At any rate, I was sitting there waiting when a very stunning young woman strode up to the thick glass entrance doors.  Her appearance, dress and demeanor were all quite something.  As she approached the door she raised an arm, the door swung open as if on cue (apparently the gym was a daily haunt).  To say she "strode" in is the perfect use of the verb.  Head held high...face forward...eyes focused on her destination without even a hint of acknowledging anything or anyone around her.  You know the look.  It's on every shopper at Whole Foods Market and every BMW/LEXUS/MERCEDES driver flying up 270 at 75 mph or on 70 East or West doing 80.  As she cleared the path of the heavy door, now swinging back to its original rest position, I stared in abject horror at the scene before me.  Her five- or six-year-old child was walking in behind her.  Bam!  The door slammed into him face first.  She never made an effort to see that the tot made safe passage into the house of worship.  I was too far away to act save to repress a dual urge to vomit and yell an obscenity at her.  But, for once, I just stared silently in disbelief.  To her credit (?) she did turn and played perfectly the upset mom, again, as if it was written into the script she was following.  No "I'm sorry."  No acknowledgment that this was the consequence of her behavior.   That was twenty or thirty years ago.  Today, she probably would have sued the synagogue because the door endangered her child.

Since that time I've viewed or learned of much worse...not the horrors that make the daily news, but in many ways, close.  Personal stuff.  There's the obviously grotesque and unforgivable.  A former DC cop told me of responding to a call of a child in danger.  He and his partner ran up the stairs past parents too strung out on heroin or crack to notice or comprehend that anything was amiss.  In the house they went to a bathroom overflowing with water, human waste and an infant face down and lifeless lying on the floor.  I felt most sorrow for the cop.  He had to live with the image of what he saw.  As tragic as the child's death was, he was at least free from a life of worse.

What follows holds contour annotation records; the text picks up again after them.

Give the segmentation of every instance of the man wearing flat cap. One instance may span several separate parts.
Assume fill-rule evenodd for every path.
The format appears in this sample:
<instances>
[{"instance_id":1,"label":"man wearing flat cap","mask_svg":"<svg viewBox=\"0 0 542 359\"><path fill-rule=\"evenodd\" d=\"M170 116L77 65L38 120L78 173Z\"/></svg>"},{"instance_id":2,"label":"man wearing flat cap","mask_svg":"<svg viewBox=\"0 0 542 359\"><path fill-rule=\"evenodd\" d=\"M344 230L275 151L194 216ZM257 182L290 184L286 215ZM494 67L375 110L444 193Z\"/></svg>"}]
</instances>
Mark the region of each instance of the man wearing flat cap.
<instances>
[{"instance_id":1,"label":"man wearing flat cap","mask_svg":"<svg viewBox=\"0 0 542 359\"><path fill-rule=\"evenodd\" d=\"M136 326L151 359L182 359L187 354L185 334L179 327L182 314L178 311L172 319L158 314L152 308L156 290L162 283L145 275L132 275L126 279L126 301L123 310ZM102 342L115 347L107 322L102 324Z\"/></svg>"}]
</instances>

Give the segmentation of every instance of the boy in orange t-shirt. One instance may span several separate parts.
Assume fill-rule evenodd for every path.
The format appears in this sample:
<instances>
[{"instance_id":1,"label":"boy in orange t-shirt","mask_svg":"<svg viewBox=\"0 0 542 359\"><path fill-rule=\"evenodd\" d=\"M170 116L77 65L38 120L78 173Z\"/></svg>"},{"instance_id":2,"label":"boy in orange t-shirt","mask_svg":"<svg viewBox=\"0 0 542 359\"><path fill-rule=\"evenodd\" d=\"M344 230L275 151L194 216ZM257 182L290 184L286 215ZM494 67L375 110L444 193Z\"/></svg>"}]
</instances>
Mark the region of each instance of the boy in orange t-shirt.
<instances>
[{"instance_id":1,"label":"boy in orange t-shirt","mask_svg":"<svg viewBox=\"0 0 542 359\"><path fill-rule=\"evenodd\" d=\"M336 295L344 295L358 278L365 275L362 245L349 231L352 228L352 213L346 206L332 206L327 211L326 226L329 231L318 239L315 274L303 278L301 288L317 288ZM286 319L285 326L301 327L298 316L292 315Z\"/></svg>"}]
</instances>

Then there is experience of a young man I know.  His father and mother divorced when he was very young.  The most vivid image I have of his childhood was when he waited all day for his father to pick him up for a weekend together.  He sat on the front stoop for hours.  The father never showed.
The occasions when he took the child often saw him fairly comatose from alcohol and the boy left to his own devices.  If you thought the boy had a difficult time, you would be right on target.  Think of any way a kid could get messed up because of an alcoholic father and an emotionally distant mother and you get a pretty accurate picture.  There are plenty of profiles on characteristics common to children of this type parent and ...suffice to say trusting adults and accepting responsibility for missteps are not among them.

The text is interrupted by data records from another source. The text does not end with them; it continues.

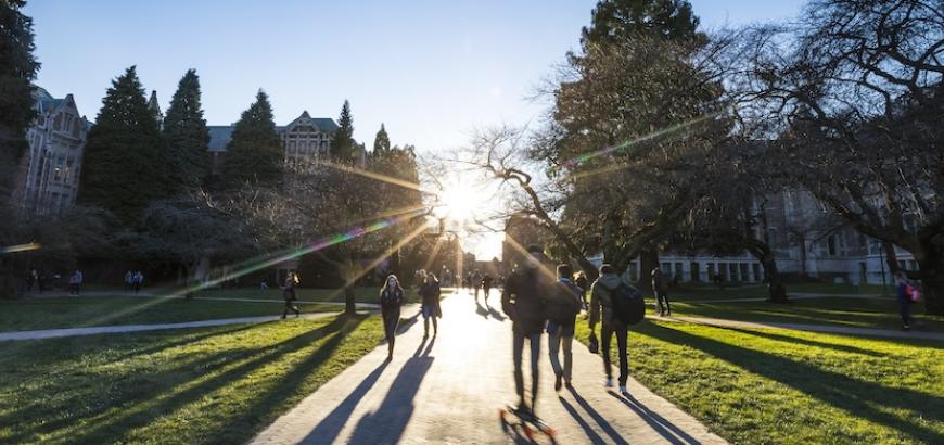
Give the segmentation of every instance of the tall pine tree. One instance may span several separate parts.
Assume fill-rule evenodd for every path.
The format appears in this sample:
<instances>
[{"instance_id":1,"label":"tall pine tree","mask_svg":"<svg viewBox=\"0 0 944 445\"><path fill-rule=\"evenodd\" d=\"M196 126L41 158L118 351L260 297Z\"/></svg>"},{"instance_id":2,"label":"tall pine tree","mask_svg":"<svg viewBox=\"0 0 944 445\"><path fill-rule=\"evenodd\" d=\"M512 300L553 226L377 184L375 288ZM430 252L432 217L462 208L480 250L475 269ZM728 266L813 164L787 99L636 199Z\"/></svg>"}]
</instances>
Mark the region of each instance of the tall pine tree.
<instances>
[{"instance_id":1,"label":"tall pine tree","mask_svg":"<svg viewBox=\"0 0 944 445\"><path fill-rule=\"evenodd\" d=\"M581 42L614 43L634 34L684 39L696 37L699 18L688 0L600 0Z\"/></svg>"},{"instance_id":2,"label":"tall pine tree","mask_svg":"<svg viewBox=\"0 0 944 445\"><path fill-rule=\"evenodd\" d=\"M341 116L337 117L337 130L331 140L331 156L336 161L349 162L354 160L357 151L354 141L354 117L350 116L350 103L344 100L341 106Z\"/></svg>"},{"instance_id":3,"label":"tall pine tree","mask_svg":"<svg viewBox=\"0 0 944 445\"><path fill-rule=\"evenodd\" d=\"M181 187L197 188L209 174L209 130L200 105L200 77L188 69L170 100L164 118L164 142L173 157L174 176Z\"/></svg>"},{"instance_id":4,"label":"tall pine tree","mask_svg":"<svg viewBox=\"0 0 944 445\"><path fill-rule=\"evenodd\" d=\"M378 155L387 151L390 151L390 136L386 134L386 128L381 124L380 131L378 131L377 137L373 138L373 154Z\"/></svg>"},{"instance_id":5,"label":"tall pine tree","mask_svg":"<svg viewBox=\"0 0 944 445\"><path fill-rule=\"evenodd\" d=\"M136 226L149 203L173 190L169 157L131 66L112 81L89 131L79 201Z\"/></svg>"},{"instance_id":6,"label":"tall pine tree","mask_svg":"<svg viewBox=\"0 0 944 445\"><path fill-rule=\"evenodd\" d=\"M33 20L20 10L24 0L0 2L0 204L9 199L20 157L26 151L26 128L34 118L33 79L39 63L33 55Z\"/></svg>"},{"instance_id":7,"label":"tall pine tree","mask_svg":"<svg viewBox=\"0 0 944 445\"><path fill-rule=\"evenodd\" d=\"M271 182L282 175L282 143L272 120L272 105L259 90L256 102L243 112L235 124L232 140L226 147L222 180L229 187L244 182Z\"/></svg>"}]
</instances>

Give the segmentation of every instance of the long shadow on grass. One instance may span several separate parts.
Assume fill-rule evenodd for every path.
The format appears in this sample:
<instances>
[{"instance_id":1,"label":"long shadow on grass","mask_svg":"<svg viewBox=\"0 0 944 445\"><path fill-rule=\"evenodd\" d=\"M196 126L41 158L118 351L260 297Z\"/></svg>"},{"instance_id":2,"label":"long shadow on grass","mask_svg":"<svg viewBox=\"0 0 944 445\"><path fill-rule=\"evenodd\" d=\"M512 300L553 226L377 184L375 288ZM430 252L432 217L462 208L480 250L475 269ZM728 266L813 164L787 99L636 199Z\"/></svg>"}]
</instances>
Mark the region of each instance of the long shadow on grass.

When a step father appeared on the scene, early attempts at parenting met the stone wall of youthful rejection.  That led to a mutual animosity that led to outright hostility.  The idea that the trust curve would take Herculean patience and understanding was, to the outsider looking in, was an option that never had a chance with the step dad or the biological mother.  It would have taken too much time away from the life they enjoyed.  Too much a bother.  The jury has not yet issued a verdict but the outcast lad seems to be making a significant course correction: working two jobs seven days a week and getting good grades via a reputable on-line university thanks to the help of other relatives with far more charity, understanding and kindness.

Then there is the absent parent who spent a lifetime barely noticing the second of two children.  Contrary to the myth perpetrated by all too many psychologists, child welfare services, the courts and the media, the maternal parent is the self-indulgent perpetrator.  Seriously, go to Maryland Child Services and look at their forms.  No where is there reference to the father as the caring parent.  It's all maternal oriented.  I kid you not.

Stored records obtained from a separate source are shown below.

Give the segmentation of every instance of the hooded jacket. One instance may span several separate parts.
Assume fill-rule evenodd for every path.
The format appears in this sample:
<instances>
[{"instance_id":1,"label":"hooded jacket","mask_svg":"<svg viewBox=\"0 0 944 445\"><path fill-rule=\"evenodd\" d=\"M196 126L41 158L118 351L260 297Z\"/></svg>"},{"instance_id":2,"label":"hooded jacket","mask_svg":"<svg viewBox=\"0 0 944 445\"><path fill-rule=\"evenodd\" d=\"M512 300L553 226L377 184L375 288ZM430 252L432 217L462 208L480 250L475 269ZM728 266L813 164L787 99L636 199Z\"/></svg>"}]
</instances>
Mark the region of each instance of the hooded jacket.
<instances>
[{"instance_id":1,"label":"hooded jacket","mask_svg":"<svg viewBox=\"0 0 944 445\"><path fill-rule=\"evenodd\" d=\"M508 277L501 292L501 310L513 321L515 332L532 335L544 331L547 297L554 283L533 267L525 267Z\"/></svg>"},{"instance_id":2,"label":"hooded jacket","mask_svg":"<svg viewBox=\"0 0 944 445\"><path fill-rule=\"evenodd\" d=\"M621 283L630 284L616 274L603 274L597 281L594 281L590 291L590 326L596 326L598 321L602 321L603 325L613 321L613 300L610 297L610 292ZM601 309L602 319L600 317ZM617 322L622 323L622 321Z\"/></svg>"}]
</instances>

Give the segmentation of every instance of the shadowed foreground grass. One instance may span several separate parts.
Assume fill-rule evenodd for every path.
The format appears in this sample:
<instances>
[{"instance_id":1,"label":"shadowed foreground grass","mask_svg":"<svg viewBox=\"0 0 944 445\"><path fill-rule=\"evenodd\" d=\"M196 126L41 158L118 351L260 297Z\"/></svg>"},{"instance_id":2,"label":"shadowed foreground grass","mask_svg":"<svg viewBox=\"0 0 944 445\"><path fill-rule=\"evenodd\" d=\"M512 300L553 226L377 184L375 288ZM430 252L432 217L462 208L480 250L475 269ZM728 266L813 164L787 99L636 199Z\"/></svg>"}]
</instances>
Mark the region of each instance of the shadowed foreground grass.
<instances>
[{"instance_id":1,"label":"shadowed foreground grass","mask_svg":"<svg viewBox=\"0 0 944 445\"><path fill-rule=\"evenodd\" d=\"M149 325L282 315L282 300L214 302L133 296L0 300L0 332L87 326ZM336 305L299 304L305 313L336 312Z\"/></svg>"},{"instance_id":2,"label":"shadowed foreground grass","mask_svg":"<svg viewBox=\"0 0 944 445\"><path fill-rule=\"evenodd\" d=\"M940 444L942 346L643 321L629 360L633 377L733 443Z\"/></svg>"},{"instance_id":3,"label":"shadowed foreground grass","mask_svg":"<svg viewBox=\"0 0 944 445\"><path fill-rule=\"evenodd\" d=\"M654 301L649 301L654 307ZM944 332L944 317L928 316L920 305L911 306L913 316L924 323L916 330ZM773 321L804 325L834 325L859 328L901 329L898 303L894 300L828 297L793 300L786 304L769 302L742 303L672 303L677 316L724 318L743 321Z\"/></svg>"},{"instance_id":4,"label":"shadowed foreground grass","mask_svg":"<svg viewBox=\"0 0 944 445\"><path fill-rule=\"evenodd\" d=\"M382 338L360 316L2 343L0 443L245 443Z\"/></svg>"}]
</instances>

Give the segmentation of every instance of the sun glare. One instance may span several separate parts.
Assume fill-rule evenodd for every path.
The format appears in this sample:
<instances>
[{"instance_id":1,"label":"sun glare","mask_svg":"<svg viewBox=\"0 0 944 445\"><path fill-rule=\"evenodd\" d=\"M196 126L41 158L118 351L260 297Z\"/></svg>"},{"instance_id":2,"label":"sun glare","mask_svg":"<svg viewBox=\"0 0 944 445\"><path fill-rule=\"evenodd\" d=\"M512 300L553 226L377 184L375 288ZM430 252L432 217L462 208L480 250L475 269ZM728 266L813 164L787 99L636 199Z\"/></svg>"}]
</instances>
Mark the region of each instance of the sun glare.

What is painful is to watch the absentee parent fawn in writing to the abandoned child, now a teen.  Not the least suggestion is made that the parent's behavior rejected and subsequently alienated the child.  Not the first word that the mother has any inkling of accepting her own behavior is suggested in a saccharinly sweet and overly melodramatic Christmas letter that says the lad is "finally understood."  What did he do????  The pain is watching the boy toss the message aside, then having to pick it up off the floor after he walks away.

All any of those children wanted or deserved was someone to truly care and speak the truth.  I believe it's called respect.